Se eu morresse amanhã...

Se Eu Morresse Amanhã


Se eu morresse amanhã, viria ao menos
Fechar meus olhos minha triste irmã,
Minha mãe de saudades morreria
Se eu morresse amanhã!


Quanta glória pressinto em meu futuro!
Que aurora de porvir e que manhã!
Eu perdera chorando essas coroas
Se eu morresse amanhã!


Que sol! que céu azul! que doce n’alva
Acorda ti natureza mais louçã!
Não me batera tanto amor no peito
Se eu morresse amanhã!


Mas essa dor da vida que devora
A ânsia de glória, o dolorido afã...
A dor no peito emudecera ao menos
Se eu morresse amanhã!

Comentários

Sônia,
Sinatra invadiu minha casa com New York, uma excelente escolha.
Agora, ao som de Moon River, que te escrevo, apreciando esse poema que me fez pensar um pouco.
Não pretendo morrer nem tão cedo e as dificuldades da vida não me fazem pensar nisso.
Vim conhecer seu blog e para minha alegria, uma conterrânea.
Belo blog.
Xeros
Vera Lúcia disse…
Olá querida,

Sinatra, eterno Sinatra!

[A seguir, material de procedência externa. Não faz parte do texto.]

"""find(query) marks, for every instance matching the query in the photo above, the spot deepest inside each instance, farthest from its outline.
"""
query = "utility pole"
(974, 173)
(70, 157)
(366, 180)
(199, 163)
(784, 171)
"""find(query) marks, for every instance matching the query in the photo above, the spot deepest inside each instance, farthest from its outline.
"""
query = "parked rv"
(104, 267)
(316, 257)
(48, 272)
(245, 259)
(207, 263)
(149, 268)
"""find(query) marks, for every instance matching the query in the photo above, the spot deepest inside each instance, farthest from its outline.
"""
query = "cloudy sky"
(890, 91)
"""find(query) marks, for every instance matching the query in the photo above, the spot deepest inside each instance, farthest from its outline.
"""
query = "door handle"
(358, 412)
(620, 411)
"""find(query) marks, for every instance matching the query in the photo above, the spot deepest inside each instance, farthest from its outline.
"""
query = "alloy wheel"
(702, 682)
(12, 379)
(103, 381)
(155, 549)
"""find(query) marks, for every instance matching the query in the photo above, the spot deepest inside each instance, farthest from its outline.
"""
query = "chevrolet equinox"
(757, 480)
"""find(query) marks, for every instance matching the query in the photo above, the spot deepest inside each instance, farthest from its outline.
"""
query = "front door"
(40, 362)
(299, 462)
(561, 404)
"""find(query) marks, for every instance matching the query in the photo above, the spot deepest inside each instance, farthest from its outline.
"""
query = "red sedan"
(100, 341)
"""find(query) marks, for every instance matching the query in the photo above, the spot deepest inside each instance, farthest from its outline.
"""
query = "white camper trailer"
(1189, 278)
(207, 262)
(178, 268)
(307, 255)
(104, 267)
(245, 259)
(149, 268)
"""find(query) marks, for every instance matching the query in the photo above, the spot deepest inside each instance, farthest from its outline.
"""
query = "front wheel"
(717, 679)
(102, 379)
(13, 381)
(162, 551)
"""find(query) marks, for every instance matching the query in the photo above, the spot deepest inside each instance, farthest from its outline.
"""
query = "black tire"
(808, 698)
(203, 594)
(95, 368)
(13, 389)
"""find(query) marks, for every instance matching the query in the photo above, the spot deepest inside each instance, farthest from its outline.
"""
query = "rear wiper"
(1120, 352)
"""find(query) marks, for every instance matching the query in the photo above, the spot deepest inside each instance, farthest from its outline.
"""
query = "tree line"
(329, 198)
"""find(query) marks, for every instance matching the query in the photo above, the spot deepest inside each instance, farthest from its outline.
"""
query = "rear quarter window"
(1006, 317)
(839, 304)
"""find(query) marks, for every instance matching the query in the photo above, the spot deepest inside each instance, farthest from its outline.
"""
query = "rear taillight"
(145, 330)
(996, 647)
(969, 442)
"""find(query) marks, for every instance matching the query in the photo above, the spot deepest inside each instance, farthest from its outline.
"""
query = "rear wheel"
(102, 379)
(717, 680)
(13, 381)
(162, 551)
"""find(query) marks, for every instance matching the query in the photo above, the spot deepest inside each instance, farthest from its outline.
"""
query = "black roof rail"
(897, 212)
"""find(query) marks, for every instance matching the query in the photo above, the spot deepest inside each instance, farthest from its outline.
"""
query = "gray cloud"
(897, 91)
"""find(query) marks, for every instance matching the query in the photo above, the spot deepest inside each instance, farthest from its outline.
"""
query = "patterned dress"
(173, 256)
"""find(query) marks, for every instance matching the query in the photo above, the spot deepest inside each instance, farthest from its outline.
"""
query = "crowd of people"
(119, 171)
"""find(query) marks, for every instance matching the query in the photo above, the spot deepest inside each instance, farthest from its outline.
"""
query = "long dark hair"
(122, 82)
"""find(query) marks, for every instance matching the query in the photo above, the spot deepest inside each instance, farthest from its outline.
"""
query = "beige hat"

Gosto demais de ouvi-lo.

Quanto ao poema, embora a morte seja inevitável, deixemos de lado a possibilidade de aventá-la, pelo menos por enquanto (rsrsrsrs).

Beijos.
Calma, calma... Não estou pensando em morrer agora. Apesar desse jeito ultrarromântico do Álvares de Azevedo, é exatamente esta característica que logo nos remete à ideia de algo excessivo, realizado em demasia. Os poetas dessa geração tinham a questão do culto ao pessimismo, ao sentimentalismo exacerbado, ao desejo de morrer como refúgio, em decorrência do amor não correspondido, levavam os escritores a optar por lugares sombrios, úmidos e tenebrosos.

É assim que eu os imagino, boemios inveterados, amavam geralmente mulheres comprometidas.

É minha homenagem, Morreu aos 21 anos, sem ao menos ter publicado nenhuma de suas obras, entre as quais se destacam: Lira dos vinte anos, Poesias Diversas, O poema do frade, Macário (teatro), Noite na taverna (conjunto de narrativas fantásticas), além de discursos e cartas.

Há beleza no feio, a tristeza é feia.